Again, if you can get away with less than 8 bits of precision and imperfect linearity the picture changes, but I wouldn't declare it superior a priori without looking at the numbers.
Or, you could split your 64 bit computation into 8 bit computations, which could be done with analog circuits, and still save a lot of power! :-)
But yes, I understand your point. Both analog and digital implementations have their strengths and weaknesses. If you value power over precision, go with analog. If the opposite - go with digital.

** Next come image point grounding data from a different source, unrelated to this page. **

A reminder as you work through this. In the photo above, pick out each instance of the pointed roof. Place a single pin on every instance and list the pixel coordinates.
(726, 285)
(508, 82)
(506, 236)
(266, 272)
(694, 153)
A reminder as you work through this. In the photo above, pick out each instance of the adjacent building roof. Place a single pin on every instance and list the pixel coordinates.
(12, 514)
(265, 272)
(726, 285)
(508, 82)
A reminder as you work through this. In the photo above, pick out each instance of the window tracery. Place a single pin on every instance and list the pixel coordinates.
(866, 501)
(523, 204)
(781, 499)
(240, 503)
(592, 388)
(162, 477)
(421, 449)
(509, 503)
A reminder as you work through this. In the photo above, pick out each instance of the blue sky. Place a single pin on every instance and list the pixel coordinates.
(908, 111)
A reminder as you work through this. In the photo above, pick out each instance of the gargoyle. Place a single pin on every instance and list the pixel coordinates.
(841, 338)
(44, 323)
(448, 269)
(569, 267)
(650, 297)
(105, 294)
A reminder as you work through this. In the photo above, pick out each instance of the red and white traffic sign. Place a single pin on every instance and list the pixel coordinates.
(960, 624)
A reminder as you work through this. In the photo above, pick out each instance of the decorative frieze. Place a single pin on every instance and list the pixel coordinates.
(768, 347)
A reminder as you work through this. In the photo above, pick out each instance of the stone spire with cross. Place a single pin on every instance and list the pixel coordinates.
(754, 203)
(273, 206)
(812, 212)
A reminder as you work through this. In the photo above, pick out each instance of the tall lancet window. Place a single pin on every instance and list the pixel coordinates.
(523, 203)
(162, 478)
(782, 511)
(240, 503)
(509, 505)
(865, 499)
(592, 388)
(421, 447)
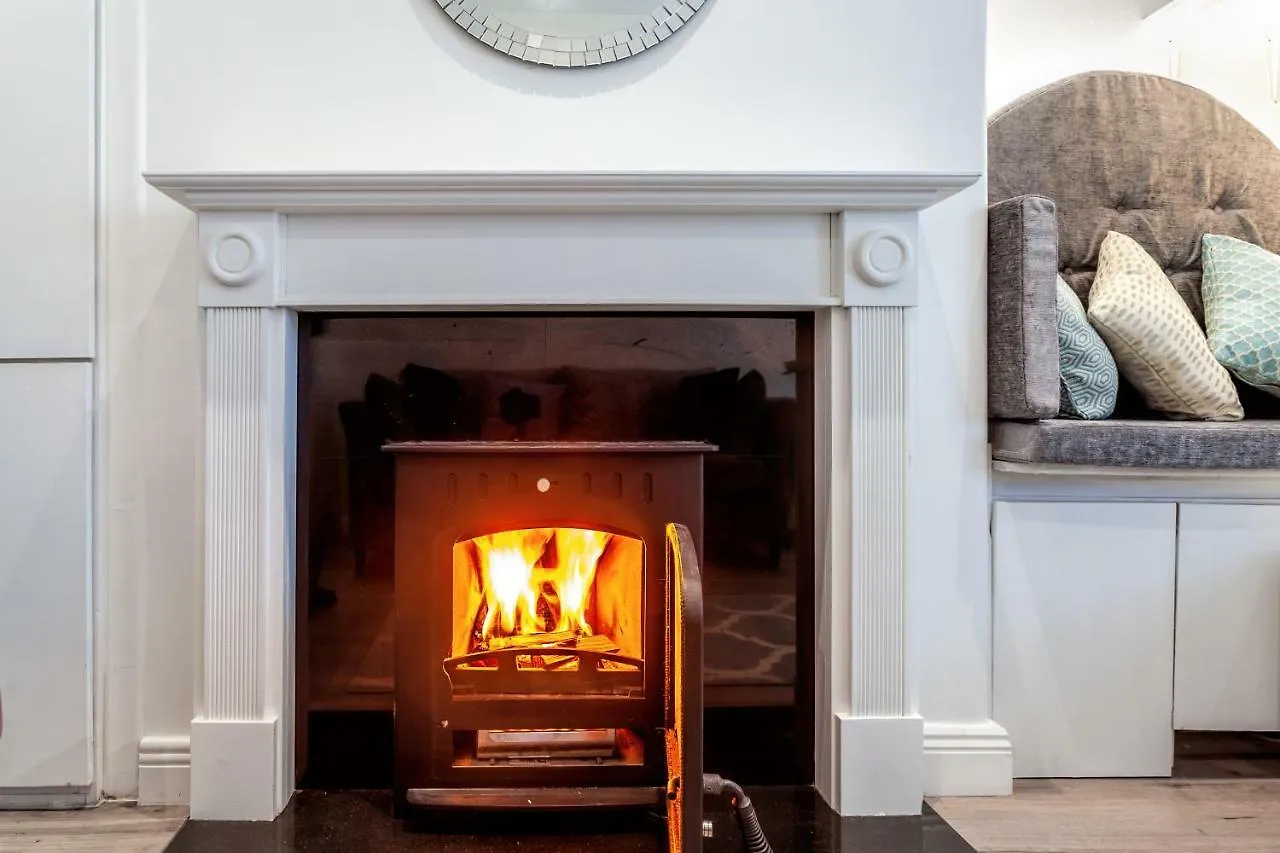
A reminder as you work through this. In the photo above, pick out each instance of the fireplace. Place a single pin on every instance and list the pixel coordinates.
(841, 246)
(548, 624)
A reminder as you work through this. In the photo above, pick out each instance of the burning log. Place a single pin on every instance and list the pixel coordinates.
(530, 641)
(597, 643)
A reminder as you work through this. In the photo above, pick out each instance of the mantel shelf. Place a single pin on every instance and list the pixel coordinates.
(370, 192)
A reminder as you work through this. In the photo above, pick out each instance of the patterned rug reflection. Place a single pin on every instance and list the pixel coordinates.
(750, 639)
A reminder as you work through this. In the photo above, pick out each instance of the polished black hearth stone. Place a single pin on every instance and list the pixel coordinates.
(795, 820)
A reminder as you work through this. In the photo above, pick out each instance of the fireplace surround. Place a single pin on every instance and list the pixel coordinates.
(842, 246)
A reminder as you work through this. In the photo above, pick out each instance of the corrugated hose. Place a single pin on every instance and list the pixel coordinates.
(753, 836)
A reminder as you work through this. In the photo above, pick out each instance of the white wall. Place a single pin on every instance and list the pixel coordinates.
(1221, 50)
(392, 85)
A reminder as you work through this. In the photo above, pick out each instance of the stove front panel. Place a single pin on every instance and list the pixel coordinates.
(551, 502)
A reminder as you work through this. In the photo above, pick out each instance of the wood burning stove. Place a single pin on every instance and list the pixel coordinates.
(548, 626)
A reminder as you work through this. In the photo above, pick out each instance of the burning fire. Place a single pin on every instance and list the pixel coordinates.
(538, 580)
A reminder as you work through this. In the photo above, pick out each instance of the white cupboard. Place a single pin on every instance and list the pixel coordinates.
(48, 99)
(45, 576)
(1083, 637)
(1228, 647)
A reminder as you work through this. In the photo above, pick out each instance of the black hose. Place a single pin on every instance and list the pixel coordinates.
(753, 836)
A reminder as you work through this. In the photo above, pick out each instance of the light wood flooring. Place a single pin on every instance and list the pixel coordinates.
(1123, 816)
(112, 828)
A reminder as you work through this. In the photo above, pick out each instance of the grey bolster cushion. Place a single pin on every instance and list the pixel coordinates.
(1022, 327)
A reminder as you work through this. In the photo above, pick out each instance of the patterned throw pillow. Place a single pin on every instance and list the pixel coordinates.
(1242, 309)
(1088, 373)
(1155, 338)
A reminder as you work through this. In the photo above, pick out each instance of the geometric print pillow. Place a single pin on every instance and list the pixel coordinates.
(1088, 373)
(1155, 338)
(1242, 309)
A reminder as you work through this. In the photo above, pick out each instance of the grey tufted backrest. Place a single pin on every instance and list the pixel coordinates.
(1148, 156)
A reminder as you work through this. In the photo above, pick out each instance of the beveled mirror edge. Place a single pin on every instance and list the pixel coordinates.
(543, 49)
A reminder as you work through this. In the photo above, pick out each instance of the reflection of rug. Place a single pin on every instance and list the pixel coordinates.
(376, 671)
(749, 639)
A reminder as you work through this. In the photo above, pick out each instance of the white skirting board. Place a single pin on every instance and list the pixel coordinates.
(968, 760)
(888, 756)
(28, 799)
(164, 770)
(233, 770)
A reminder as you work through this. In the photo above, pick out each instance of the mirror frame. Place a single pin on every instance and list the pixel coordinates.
(543, 49)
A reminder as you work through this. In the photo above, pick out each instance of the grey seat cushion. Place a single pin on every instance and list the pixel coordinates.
(1139, 443)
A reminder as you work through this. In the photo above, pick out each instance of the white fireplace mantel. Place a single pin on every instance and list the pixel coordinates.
(842, 245)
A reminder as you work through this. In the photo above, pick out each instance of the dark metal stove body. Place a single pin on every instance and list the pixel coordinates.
(446, 703)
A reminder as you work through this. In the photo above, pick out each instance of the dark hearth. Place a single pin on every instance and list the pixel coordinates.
(343, 822)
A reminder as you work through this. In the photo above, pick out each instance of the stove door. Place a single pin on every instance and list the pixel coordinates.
(684, 692)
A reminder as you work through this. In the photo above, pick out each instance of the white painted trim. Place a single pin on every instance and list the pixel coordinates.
(968, 760)
(48, 798)
(233, 770)
(241, 763)
(869, 735)
(883, 765)
(561, 192)
(164, 770)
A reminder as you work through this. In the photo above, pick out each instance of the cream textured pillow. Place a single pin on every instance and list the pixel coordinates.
(1155, 338)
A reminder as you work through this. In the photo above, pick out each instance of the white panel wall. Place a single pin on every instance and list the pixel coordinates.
(1228, 642)
(1084, 637)
(46, 178)
(393, 85)
(45, 575)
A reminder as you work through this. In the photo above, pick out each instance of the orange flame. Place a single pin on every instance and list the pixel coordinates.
(516, 579)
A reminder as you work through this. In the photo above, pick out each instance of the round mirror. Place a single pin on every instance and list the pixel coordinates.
(571, 33)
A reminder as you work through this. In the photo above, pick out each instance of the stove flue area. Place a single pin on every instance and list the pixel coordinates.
(548, 626)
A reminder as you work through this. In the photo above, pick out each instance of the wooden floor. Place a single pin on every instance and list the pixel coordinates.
(113, 828)
(1123, 816)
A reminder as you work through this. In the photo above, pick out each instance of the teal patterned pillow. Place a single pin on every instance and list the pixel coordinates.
(1242, 309)
(1088, 373)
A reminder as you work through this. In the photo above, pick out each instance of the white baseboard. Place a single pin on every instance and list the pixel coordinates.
(164, 770)
(881, 765)
(233, 770)
(968, 760)
(27, 799)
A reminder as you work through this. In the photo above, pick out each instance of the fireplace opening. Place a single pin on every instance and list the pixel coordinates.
(567, 629)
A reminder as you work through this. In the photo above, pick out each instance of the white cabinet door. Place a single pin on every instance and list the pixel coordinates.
(46, 178)
(1228, 639)
(45, 635)
(1083, 639)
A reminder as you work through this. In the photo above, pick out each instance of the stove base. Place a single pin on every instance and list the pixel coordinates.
(535, 798)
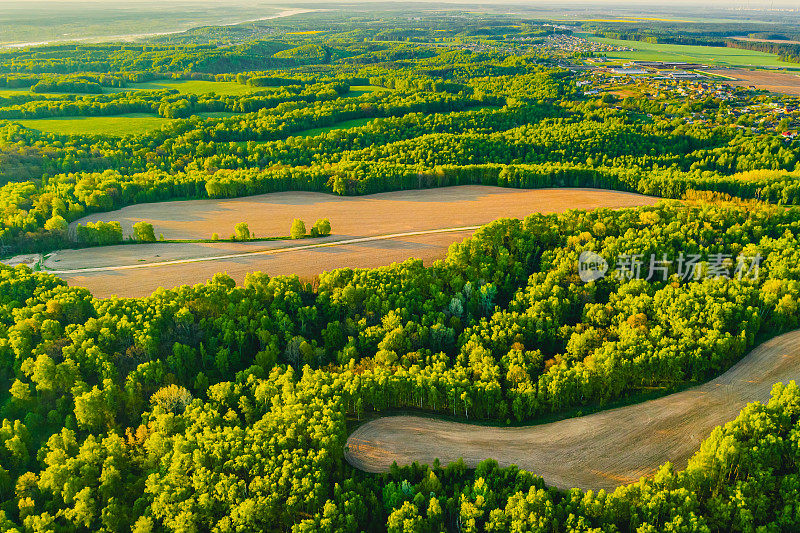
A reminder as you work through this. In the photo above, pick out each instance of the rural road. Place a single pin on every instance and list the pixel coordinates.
(598, 451)
(272, 251)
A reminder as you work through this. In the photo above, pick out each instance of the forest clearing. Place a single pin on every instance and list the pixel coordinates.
(598, 451)
(269, 214)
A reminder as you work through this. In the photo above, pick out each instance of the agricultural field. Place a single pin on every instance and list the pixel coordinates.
(270, 215)
(598, 451)
(778, 82)
(519, 279)
(114, 126)
(221, 88)
(339, 126)
(643, 51)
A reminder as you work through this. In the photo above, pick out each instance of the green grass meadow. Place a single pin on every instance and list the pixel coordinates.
(690, 54)
(116, 126)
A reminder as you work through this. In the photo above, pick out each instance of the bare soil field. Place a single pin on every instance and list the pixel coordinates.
(304, 263)
(271, 215)
(777, 82)
(598, 451)
(752, 40)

Right, but note you can't even split it, if you are thinking of linear circuits. Precision necessarily means how your signal compared to the thermal noise floor. It is possible to show can't compose 8-bit precision linear units to get a >8-bit precision value. What happens is actually the opposite, if the noise of the units are uncorrelated noise will propagate and increase to the tune of sqrt(number of operations). Avoiding error propagation is another advantage of digital operations.
The reason NNs don't exhibit strong error propagation is because of the non-linearities between linear layers that perform operations analogous to threshold/majority voting or the like, which have error correction properties.
Interesting, but then how do you explain that rectified linear operations between layers work better than sigmoids?
According to your logic, ReLU should have worse error propagating quality than squashing functions?
I'm going to reply to your question below here since HN is preventing a reply (anti-flaming/long threads I guess).
Be careful with jumping to conclusions: I never even cited ReLUs or Sigmoids in my post! I don't have any opinion on which non-linearity is better, I only know both are dramatic non-linearities. My claims were about linear circuits. You should use whatever nonlinear element works best in your Neural Network, of course (and I've heard ReLUs have good advantages).